Following a move from the Manor Park neighborhood in Northwest that more than doubled its production space, Don Ciccio will open its new facility at 1907 Fairview Avenue NE from noon to 6 p.m. on Saturday and Sunday.
Free tours and tastings of the brand’s 14 spirits will run every 30 minutes. People who want to linger can scope out a new ocean blue cocktail room dubbed Bar Sirenis, where flights of the mixed drinks cost $12 (for two) or $15 (for three). The cocktail menu is split into two parts: classics ($9 to $11) including a negroni, an Americano, and a spritz, and specialties that incorporate other liqueurs (limoncello, cinque) along with higher-proof spirits such as vodka, gin, and rye.
Bar Sirenis menu by on Scribd
Fourth-generation distiller Francesco Amodeo, whose family hails from the Amalfi Coast in western Italy, chose glassware at the bar that reminded him of his grandmother’s set. Amodeo, who moved the company to D.C. in 2012, is giving people the option of purchasing the glasses for $5 after completing a drink.

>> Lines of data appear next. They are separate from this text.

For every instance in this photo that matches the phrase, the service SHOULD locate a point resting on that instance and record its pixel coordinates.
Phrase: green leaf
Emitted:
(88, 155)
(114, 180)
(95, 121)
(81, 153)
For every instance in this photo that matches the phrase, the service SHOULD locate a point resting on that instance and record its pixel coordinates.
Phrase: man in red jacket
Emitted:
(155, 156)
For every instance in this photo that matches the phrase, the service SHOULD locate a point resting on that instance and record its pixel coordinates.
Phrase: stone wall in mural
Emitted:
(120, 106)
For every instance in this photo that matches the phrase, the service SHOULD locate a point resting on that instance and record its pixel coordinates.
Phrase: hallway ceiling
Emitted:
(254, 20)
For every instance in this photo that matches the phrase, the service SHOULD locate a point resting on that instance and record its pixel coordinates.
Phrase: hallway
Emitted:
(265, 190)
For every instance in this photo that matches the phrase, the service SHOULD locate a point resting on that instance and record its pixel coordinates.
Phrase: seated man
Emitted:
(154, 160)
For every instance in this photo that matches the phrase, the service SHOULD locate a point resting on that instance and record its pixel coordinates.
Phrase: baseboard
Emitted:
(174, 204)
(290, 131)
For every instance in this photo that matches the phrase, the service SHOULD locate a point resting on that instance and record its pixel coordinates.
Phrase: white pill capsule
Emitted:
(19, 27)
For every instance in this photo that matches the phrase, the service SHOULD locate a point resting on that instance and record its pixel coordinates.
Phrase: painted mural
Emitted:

Every $50 spent on Don Ciccio products at the facility will come with a $5 token toward cocktails, and people can have recipes emailed to them when they’re done drinking. There’s also a photo booth for people who want to pose with their new best friend (it’s amaro).

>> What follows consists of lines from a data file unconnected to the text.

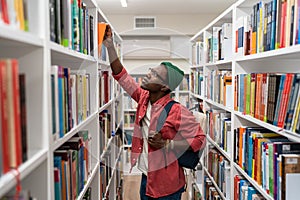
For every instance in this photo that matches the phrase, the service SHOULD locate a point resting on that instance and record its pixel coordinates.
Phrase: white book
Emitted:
(54, 102)
(73, 84)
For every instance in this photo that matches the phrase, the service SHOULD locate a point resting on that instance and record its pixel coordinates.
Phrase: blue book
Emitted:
(61, 101)
(273, 25)
(251, 191)
(241, 92)
(278, 99)
(242, 183)
(57, 184)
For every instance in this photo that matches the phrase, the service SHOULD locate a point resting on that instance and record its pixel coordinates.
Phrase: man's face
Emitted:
(155, 79)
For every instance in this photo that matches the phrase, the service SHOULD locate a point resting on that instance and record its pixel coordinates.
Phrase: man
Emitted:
(156, 153)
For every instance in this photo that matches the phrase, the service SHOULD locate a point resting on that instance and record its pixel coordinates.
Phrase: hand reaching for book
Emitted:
(108, 40)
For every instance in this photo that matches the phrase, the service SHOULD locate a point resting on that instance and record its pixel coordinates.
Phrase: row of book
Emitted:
(70, 99)
(219, 169)
(270, 97)
(110, 167)
(243, 190)
(219, 87)
(105, 87)
(185, 83)
(72, 166)
(105, 122)
(129, 103)
(218, 43)
(196, 193)
(13, 119)
(265, 157)
(71, 25)
(14, 13)
(271, 25)
(22, 195)
(210, 191)
(215, 46)
(129, 118)
(128, 137)
(197, 82)
(219, 128)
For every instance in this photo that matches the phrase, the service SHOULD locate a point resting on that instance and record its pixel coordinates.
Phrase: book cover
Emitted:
(23, 115)
(292, 102)
(285, 98)
(4, 117)
(14, 125)
(101, 31)
(290, 165)
(57, 184)
(55, 102)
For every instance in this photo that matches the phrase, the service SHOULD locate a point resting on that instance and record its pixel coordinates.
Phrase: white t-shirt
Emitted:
(143, 159)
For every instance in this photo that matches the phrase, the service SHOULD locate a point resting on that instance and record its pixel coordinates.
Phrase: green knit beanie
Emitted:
(175, 75)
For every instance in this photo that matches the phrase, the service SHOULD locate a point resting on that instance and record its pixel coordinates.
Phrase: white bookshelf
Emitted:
(284, 60)
(36, 54)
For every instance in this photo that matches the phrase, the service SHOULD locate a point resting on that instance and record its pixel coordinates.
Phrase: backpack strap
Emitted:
(163, 115)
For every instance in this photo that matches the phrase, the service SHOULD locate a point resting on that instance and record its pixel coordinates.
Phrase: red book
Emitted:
(4, 117)
(236, 184)
(13, 104)
(283, 24)
(285, 99)
(17, 110)
(4, 11)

At the bar, a mythical siren theme calls for mermaid imagery and an aquamarine color scheme. The distillery sourced custom-designed tiles from Salerno, Italy.
According to the company, the Amodeos have been making liqueur since 1883, when Francesco Amodeo’s great great grandfather Vincenzo was formulating recipes.
Since Amodeo brought Don Ciccio & Figli to D.C. in 2012, the company has planted its products from coast to coast in the United States.
Amaro fans should also check out Officina at the Wharf, where chef-owner Nicholas Stefanelli has curated an entire library devoted to the bittersweet liqueur.